Adding or maintaining database drivers in TypeORM is currently complex and tightly coupled to existing driver implementations. Introducing a clearer SQL dialect abstraction would make it easier to support new databases and reduce duplication across drivers.

This project aims to define and introduce a SQL dialect layer that encapsulates database-specific SQL behavior, enabling easier development of new drivers and better separation of concerns within TypeORM.

Mentors​

Goals​

  • Design a SQL dialect abstraction that captures database-specific behavior
  • Extract common SQL generation logic from existing drivers
  • Define clear extension points for implementing new dialects
  • Document how to build a custom driver using the dialect system

Expected Outcomes​

  • A well-defined SQL dialect interface
  • Reduced duplication across existing drivers
  • Improved maintainability of current drivers
  • Clear pathway for community-contributed database drivers

Difficulty​

Hard - Expected 350 hours

Required Skills​

SQL dialects, database internals, TypeScript, TypeORM driver architecture


Open Call for Community-Proposed Ideas​

TypeORM welcomes Google Summer of Code project ideas proposed by contributors and community members.

If you have experience with TypeORM and have identified pain points, missing features, or architectural improvements, you are encouraged to suggest a GSoC project idea.

Suggested ideas may include (but are not limited to):

  • Improvements to existing drivers or database support
  • Performance optimizations
  • Developer experience and tooling enhancements
  • Documentation or testing infrastructure improvements
  • New features

Proposed ideas should include:

  • A short problem statement
  • Expected outcomes and scope
  • Estimated difficulty
  • Relevant technical areas (TypeScript, SQL, drivers, etc.)

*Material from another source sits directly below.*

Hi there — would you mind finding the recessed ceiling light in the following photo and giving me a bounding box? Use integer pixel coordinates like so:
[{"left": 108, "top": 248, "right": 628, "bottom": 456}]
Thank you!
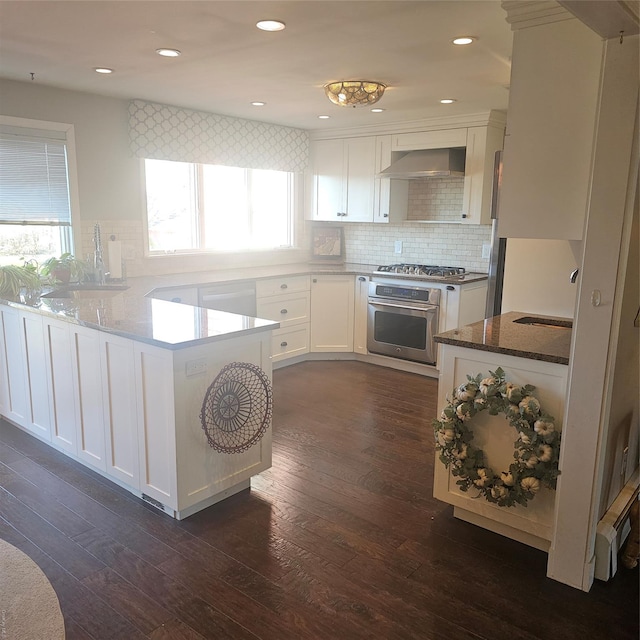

Community-proposed ideas will be reviewed by maintainers and may be added to the official GSoC project list.


Modern Migration Tooling and Snapshots​

Description​

TypeORM’s migration workflow is currently centered around the CLI, which can be cumbersome in TypeScript-based projects and limits advanced use cases. In addition, projects with long migration histories face slow and error-prone database bootstrapping when setting up new environments.

This project aims to modernize TypeORM’s migration tooling by introducing a programmatic migration generation API and optional schema snapshots. Together, these improvements would make migration generation more flexible and allow faster initialization of new databases without replaying all historical migrations.

Mentors​

Goals​

  • Introduce a programmatic API for generating migrations without relying on the CLI
  • Enable customizable migration templates
  • Design a schema snapshot mechanism representing the final database structure
  • Allow bootstrapping new databases using snapshots while preserving migration history
  • Ensure compatibility with existing migration workflows

Expected Outcomes​

  • Improved developer experience for TypeScript and non-CLI workflows
  • Faster and more reliable database setup for large projects
  • More flexible migration generation and templating
  • Clear documentation and recommended usage patterns

Difficulty​

Medium - Expected 175 Hours

Required Skills​

TypeScript, SQL, TypeORM migrations system, CLI internals, API and tooling design


Getting Started​

Students interested in contributing to TypeORM as part of Google Summer of Code are encouraged to get involved early. Familiarity with the codebase, contribution workflow, and community practices is strongly recommended before submitting a proposal.

To get started:

  • Please join our discord server.
  • Read CONTRIBUTING.md.
  • Explore the TypeORM repository and documentation to understand its architecture and supported databases.
  • Try fixing a small issue or improving documentation to get familiar with the contribution process.